The Economist repoers……..Now Chinese brands are finding that they too are increasingly targets of foreign squatters. An investigation commissioned by the China Trademark Association (CTA), a lobby group, into around 300 of its best-known members found that the trademarks of around a third had been squatted, each in around four countries on average. The 98 brands owned by Vivo, a smartphone-maker, were the most widely affected, in 53 countries and regions including America, Brazil, and the EU. Another victim was Hunan China Tobacco Industry, a cigarette brand squatted in 21 places, from Panama to Indonesia.
The practice is not entirely new: the trademark for the biggest brand of traditional Chinese medicine, Tong Ren Tang, has been owned by others in Japan, South Korea, America and Europe since the 1980s. But the CTA claims that malicious squatting of Chinese brands, which are increasingly valuable, has become “professional and large-scale”.
In one case last year dozens of toymakers, chiefly from the Chenghai district of Shantou, in southern Guangdong province, learned that an Indian-Chilean toy merchant in Chile had registered over 300 of their trademarks there, resulting in the blocking of some of their products at customs. Tianjin Wanda Tyre Group, a tyre firm, had refused to give exclusive distribution rights to a Finnish reseller, then discovered that its partner had registered Wanda’s trademark for its own use in the EU in 2011. Since 2014, a Chinese food-and-beverage giant has fought to invalidate the registration of its trademark in Britain by a British citizen of Chinese descent.

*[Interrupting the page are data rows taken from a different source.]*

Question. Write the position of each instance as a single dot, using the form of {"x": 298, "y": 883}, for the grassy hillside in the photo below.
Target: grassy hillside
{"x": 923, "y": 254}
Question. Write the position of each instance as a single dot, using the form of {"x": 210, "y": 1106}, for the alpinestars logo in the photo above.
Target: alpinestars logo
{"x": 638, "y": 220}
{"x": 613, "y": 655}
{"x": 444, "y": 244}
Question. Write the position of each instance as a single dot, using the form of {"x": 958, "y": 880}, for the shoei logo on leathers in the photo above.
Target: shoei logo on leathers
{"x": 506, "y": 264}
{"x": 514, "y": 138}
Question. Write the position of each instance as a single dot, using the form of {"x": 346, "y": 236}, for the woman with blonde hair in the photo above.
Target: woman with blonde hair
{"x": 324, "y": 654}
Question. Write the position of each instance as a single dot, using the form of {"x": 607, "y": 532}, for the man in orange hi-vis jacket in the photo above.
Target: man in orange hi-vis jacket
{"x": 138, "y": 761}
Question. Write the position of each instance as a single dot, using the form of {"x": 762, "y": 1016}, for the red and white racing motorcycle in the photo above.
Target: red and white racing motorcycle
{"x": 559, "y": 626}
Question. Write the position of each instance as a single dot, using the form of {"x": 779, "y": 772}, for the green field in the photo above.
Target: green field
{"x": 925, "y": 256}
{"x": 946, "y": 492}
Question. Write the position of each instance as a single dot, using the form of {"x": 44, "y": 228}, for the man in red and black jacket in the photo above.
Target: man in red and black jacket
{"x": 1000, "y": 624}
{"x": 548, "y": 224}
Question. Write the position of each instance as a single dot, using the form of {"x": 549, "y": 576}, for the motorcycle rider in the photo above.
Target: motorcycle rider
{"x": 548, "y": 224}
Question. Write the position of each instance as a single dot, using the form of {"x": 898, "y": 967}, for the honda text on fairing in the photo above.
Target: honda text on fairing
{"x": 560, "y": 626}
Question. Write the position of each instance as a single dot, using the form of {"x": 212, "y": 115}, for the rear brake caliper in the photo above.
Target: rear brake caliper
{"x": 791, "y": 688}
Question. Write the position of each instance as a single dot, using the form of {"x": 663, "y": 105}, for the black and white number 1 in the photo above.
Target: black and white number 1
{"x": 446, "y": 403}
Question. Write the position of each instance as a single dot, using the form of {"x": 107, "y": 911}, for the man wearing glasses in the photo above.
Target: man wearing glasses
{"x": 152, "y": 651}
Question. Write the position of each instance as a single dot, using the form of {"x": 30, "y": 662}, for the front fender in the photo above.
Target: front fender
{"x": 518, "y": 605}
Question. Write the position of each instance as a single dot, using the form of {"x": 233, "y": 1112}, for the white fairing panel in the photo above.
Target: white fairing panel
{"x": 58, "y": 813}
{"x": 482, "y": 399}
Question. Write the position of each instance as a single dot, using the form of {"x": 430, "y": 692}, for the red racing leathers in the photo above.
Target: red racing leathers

Like their Western counterparts, however, Chinese firms are finding registrations by others hard to overturn. Jani Kaulo of Kolster, a Finnish intellectual-property firm that represented Wanda, says that is partly because they have been slipshod in storing files to prove a first-to-use right. This should have been easy: Wanda had been selling its tyres in Europe since 2006. But it failed in its appeal at the European Union Intellectual Property Office, thus losing its main brand in the EU market.
Trademark offices approach complaints from Chinese brands with an attitude shaped by the relentless squatting by Chinese trolls on European ones, adds Mr Kaulo. Compounding this is the weak position of Chinese-character trademarks abroad. In the EU only their visual component is recognised in trademark law, not their pronunciation or their conceptual meaning. That makes them easy to copy, for example with homonyms that could fool Chinese-speaking buyers abroad.
China is stepping up efforts to defend its brands. After the CTA set up a committee to protect trademarks abroad in April, Nantong, a coastal city, established its own office and nearby Shanghai announced that it would, too. The Chilean toy case was among the first set of brand-infringement warnings released by the Chinese government in 2017. Ning Lizhi, a legal expert who worked on the dispute in Chile, terms the case an “unusual and significant” one, which was resolved when the Indian-Chilean businessman agreed to become a reseller for the Shantou toymakers in Chile. Given the ease and speed of the settlement, Mr Kaulo reckons that China’s government must have intervened.
Might greater concern for its own brands prod China into playing fairer with those of others? Its leaders have already been threatening tougher intellectual-property protections. Last year three Chinese shoemakers were told to pay 10m yuan ($1.5m) to New Balance, an American footwear company, for copying its logo. In August the Lego Group won a case against Lepin, a Chinese toy manufacturer and copycat of its colourful brick sets, which was made to pay damages of 15m yuan to the Danish firm. It was one of the largest trademark-related awards ever made by a Chinese court. And in the same month two Chinese firms were ordered to stop making products using the image of Peppa Pig, in what the court called a landmark case. Swine beats swindler, then.